Production to resume by Saab
Swedish car maker Saab, which went bankrupt two years ago in 2011, has recommenced production under its new ownership. Saab began manufacturing cars in 1949 and was owned by GM from 1990 to 2010. Then it was sold to Victor Muller, owner of Dutch supercar manufacturer Spyker. Muller's plan had been to boost production and relaunch models, but he had to put in great effort to secure finance from the European Investment Bank.
A Chinese-Swedish investment group, NEVS (National Electric Vehicle Sweden), took control of the company last August and announced plans of building an electric car bearing a Saab badge. However, today, the first cars which are to surface from the Trollhättan factory are petrol-powered 9-3 models, with a 2.0-litre turbocharged engine.
An electric version of the 9-3 (using batteries developed in Japan) is scheduled to come into production next year.
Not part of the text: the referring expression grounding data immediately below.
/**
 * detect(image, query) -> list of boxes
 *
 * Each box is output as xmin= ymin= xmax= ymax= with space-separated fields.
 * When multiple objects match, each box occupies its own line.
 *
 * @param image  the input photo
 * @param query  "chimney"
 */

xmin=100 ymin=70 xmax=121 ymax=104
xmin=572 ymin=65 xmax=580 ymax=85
They will probably be aimed at the Chinese market initially, which NEVS previously said is set to become the largest and most important electric vehicle market.
The model has the same exterior and interior design as the cars while production stopped in April 2011 but it has been given an updated navigation system.
Mikael Oestlund, NEVS spokesman said "It's very similar, you can't change or develop very much in a year."
He also said, "Our focus has been to get the co-operation up and running with 400 suppliers and ensure the facilities were working."